脳バイオマーカーが示す、難聴と認知機能低下・認知症リスクの関連
研究者らは、加齢性難聴と認知機能低下を結び付ける新たなバイオマーカーとして、Functional-Structural Ratio(FSR)を特定した。脳画像から認知症リスクを予測する手がかりとなり、聴覚の健康維持が脳の健全性保護につながる可能性が示された。
Tiangong University(天工大学)とShandong Provincial Hospital(山東省立病院)の研究チームは、難聴と認知機能低下を結び付ける特定の神経生物学的な関連として、**Functional-Structural Ratio(FSR)**を特定した。eNeuroに掲載されたこの発見は、難聴が認知機能低下リスクの上昇と関連することが指摘されてきた一方で、長らく不明だった生物学的な「橋渡し」を明らかにするものだ。
Presbycusisは、加齢に伴う難聴の一般的な形態で、言語の聞き取り(speech recognition)も妨げる。研究者らは、Presbycusisのある人では、putamenとfusiform gyrus(音や言語の処理に関与)およびprecuneusとmedial superior frontal gyrus(記憶や意思決定に関与)が、機能的脳ネットワークとの結び付きが弱くなることを見いだした。こうしたネットワークへの結合低下は、聴力閾値の悪化や、記憶および実行機能(executive function)検査での成績低下と直接関連していた。
著者らによれば、これらの所見は、難聴が脳の構造と機能の両方における協調した低下を伴い、それが疾患の症状に寄与している可能性を示唆する。FSRは、音、言語、記憶、意思決定を担う特定の脳領域が、機能的ネットワークにどの程度統合された状態を保てているかを測る指標である。聴力が低下するにつれて、脳は構造と機能の双方で協調した低下を起こし、とりわけこれらの重要領域で顕著となる。
「最も重要なポイントは、聴覚の健康を保つことが脳の健全性(brain integrity)を守る可能性があるということです」と主任研究者は述べた。「FSRの変化は難聴と認知機能低下の双方と相関するため、この比率は将来的にバイオマーカーとなり得ます。すなわち、医師が脳画像を確認するだけで、誰が認知症リスクが最も高いかを特定するためのツールになり得るのです。
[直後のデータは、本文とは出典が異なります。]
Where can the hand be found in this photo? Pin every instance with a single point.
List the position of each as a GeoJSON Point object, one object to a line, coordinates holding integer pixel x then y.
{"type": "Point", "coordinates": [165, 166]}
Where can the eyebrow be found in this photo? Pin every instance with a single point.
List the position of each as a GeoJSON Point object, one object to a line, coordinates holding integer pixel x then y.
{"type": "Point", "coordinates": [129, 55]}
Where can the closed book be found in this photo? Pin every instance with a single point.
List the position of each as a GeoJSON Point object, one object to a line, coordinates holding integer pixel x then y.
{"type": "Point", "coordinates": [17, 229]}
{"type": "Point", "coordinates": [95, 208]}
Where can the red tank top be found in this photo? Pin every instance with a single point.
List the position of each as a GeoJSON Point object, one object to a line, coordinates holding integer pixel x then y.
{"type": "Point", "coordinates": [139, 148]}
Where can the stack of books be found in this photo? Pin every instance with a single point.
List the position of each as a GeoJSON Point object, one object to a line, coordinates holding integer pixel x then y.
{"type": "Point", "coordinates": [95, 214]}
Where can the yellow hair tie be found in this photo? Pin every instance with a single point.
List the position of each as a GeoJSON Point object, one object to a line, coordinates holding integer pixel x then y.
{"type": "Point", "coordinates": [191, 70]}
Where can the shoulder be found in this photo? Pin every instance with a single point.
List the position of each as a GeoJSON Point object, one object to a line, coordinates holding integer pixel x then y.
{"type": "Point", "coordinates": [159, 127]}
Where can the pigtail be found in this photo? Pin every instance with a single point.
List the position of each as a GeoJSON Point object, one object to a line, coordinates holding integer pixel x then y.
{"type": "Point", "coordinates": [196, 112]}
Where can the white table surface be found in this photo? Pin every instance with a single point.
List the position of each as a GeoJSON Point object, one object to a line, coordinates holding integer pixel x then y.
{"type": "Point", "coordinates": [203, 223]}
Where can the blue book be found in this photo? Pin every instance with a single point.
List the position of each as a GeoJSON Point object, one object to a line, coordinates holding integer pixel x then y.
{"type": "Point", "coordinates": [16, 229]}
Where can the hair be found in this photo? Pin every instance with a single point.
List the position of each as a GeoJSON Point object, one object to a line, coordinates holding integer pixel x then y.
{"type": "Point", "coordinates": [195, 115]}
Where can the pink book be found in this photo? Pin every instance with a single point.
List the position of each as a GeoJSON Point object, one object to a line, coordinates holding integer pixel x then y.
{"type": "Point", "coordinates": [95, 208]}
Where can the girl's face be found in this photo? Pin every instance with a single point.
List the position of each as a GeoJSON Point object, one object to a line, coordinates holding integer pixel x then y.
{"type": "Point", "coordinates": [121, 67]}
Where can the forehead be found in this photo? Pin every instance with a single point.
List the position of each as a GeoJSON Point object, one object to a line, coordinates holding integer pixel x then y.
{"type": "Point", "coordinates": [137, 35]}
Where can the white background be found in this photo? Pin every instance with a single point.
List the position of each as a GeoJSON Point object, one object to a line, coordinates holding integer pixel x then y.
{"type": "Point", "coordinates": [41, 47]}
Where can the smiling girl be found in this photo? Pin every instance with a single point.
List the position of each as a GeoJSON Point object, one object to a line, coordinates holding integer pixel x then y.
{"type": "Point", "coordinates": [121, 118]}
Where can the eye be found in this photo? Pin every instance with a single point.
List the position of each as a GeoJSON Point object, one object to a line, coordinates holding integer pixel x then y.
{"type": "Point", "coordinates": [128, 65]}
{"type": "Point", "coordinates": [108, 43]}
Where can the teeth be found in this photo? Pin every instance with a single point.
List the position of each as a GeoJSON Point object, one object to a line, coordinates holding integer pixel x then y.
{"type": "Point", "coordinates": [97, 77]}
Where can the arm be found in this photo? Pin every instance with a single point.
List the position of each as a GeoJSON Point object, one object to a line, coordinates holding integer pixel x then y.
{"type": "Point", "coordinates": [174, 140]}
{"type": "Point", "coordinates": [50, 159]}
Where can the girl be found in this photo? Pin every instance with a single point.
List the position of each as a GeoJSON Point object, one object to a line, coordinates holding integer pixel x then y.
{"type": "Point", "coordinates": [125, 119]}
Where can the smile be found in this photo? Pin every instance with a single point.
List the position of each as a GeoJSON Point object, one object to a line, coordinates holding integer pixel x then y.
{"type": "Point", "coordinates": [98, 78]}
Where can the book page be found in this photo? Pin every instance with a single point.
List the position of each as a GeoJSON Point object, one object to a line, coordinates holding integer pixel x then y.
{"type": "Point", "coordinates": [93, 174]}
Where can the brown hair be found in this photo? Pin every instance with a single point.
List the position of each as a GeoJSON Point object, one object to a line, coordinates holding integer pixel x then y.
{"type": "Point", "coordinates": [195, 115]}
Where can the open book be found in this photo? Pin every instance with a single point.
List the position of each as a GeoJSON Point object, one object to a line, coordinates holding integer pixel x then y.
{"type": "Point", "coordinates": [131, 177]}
」
本研究は、難聴が、脳組織という物理的基盤と、これらの領域間の電気的コミュニケーション・ネットワークの双方で同時に破綻が進むことを明らかにした。FSRの変化は、記憶および実行機能検査の不良な成績と直接相関しており、認知症リスクの予測に用い得ることを示唆する。これらの結果は、聴覚の健康維持が、加齢に伴う全体的な脳の健全性を守るうえで最も有効な方法の1つになり得ることを強調している。